Neither has India adopted the International Convention relating to the Arrest of Sea-going Ships, Brussels, 1952 nor has India adopted the Brussels Conventions of 1952 on civil and penal jurisdiction in matters of collision; nor the Brussels Conventions of 1926 and 1967 relating to maritime liens and mortgages. India seems to be lagging behind as compared to other countries in ratifying and adopting the beneficial provisions of various conventions intended to facilitate international trade. Although these conventions have not been adopted by legislation, the principles incorporated in the conventions are themselves derived from the common law of nations as embodying the felt necessities of international trade and are as such part of common law in India and applicable for the enforcement of maritime claims against foreign ships.

It is important to remember that the Brussels Convention on Arrest of Ships merely restricts or regulates the power of the coastal States and is not intended to confer power which they did not otherwise have as sovereign States. "Arrest" to which the convention refers to is the detention of a ship to secure a maritime claim, and not seizure of a ship in execution or satisfaction of a judgment.

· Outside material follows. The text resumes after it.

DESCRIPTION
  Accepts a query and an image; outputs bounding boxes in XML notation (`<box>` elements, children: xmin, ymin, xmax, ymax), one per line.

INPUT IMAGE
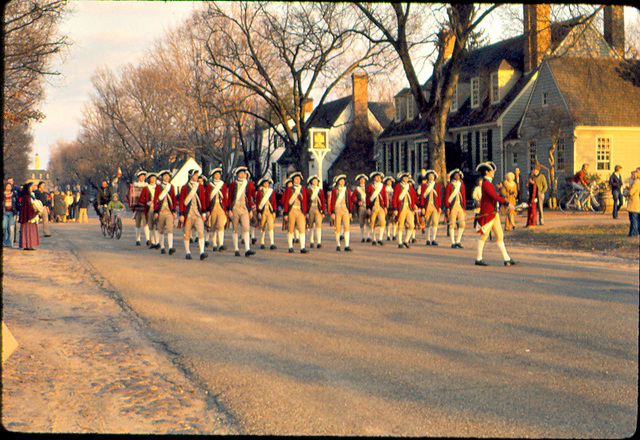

All persons and things within the waters of a State fall within its jurisdiction unless specifically curtailed or regulated by rules of international law. The power to arrest a foreign vessel, while in the waters of a coastal State, in respect of a maritime claim, wherever arising, is a demonstrable manifestation and an essential attribute of territorial sovereignty. This power is recognised by several international conventions. These conventions contain the unified rules of law drawn from different legal systems. Although many of these conventions have yet to be ratified by India, they embody principles of law recognised by the generality of maritime States, and can therefore be regarded as part of our common law.

The judicial power of this country, which is an aspect of national sovereignty, is vested with the people and is articulated in the provisions of the Constitution and the laws and is exercised by courts empowered to exercise it. It is absurd to confine that power to the provisions of imperial statutes of a bygone age. Access to court which is an important right vested with every citizen implies the existence of the power of the Court to render justice according to law. Where the statute is silent and judicial intervention is required, Courts strive to redress grievances according to what is perceived to be the principles of justice, equity and good conscience.